Er mag dus niet gezegd dat wel de kerk in Israël offerde, priesterlijke voorbidding en geestelijke lofverheffing had, terwijl de kerk thans die drie zou missen; maar er moet beleden, dat oudtijds deze drie slechts op gebrekkige wijze als schaduwen uitkwamen, terwijl ze thans in de kerk heerlijk bediend zijn en worden door Christus en den Heiligen Geest. Christus is in de kerk, en nu nog, elken dag, past hij zijn eenige offerande toe, laat hij zijn voorbede voor ons opgaan en maakt hij tot heerlijkheid des Vaders den Geest werkzaam. Romes fout ligt dus niet hierin, dat ze deze drie heiligheden in de kerk in stand wil houden, maar daarin dat ze, terwijl de Middelaar thans zelf deze drie uitricht, ze hem na wil doen of doen in zijn plaats, en dus hem uit de hand neemt.
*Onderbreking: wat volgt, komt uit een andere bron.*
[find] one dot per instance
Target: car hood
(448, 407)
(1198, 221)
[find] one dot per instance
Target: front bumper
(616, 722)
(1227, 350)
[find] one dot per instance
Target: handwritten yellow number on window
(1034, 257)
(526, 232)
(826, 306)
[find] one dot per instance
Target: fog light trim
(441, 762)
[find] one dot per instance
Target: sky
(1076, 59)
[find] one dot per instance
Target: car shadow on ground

Practicaal opgevat vloeien deze drie diensten thans, voor wat de reformatie der kerken aangaat (overmits het werk van den Middelaar aan geen deformatie onderhevig kan zijn) feitelijk in den éénen dienst des Woords saâm. „De discipelen Christi zijn thans rein door het Woord dat hij tot hen gesproken had.” (Joh. XV: 3.) Er is toch geen deel aan zijn offerande noch aan zijn voorbidding noch aan zijn Geest anders dan door het geloof en het geloof aan het Woord alleen maakt deze heiligheden voor de ziel waarachtig. In de bediening des Woords wordt ons, als hoofdinhoud zelfs, de offerande Christi toegediend, toebediend zijn voorbiddinge en toebediend de werking des Geestes aan de ziel. Alle sacrament en alle gebed en alle lofzang in

|10|

de kerk is daarom aan dat Woord gebonden, moet op dat Woord gegrond zijn, en door dat Woord opgenomen worden in het nu nog altoos voortdurend Middelaarswerk van Christus onzen Heer.
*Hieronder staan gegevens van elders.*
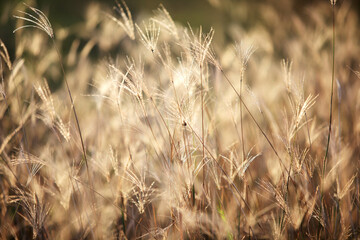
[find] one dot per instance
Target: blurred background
(219, 14)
Een andere dienst dan die des Woords is er in de zichtbare kerk alzoo niet, en alle levensopenbaring der kerk vloeit uit dien éénen dienst des Woords voort. Immers zoo dikwijls nu de uitverkorenen dit Woord Gods tegenover zichzelven belijden, gaan ze in den weg van boete, zelfveroordeeling en bekeering en ontstaat de belijdenis van zonden. Belijden ze daarentegen dit Woordvan God tegenover elkander, dan ontstaat het vermaan en de bestraffing en voorts al de heerlijke arbeid der liefde. Belijden ze dit Woord tegenover de wereld, zoo komt het werk der barmhartigheid, naar lijf en ziel, tot openbaring. Belijden ze dit Woord tegenover Satan, zoo ontstaat het roemen der hope en het ingaan in het martelaarschap. En eindelijk belijden ze dit Woord Gods tegenover den Heere zelven en zijne heilige engelen, zoo ruischt het gebed en jubelt de lofzang. „Belijdenis van het Woord!” is al de levensuiting der kerk.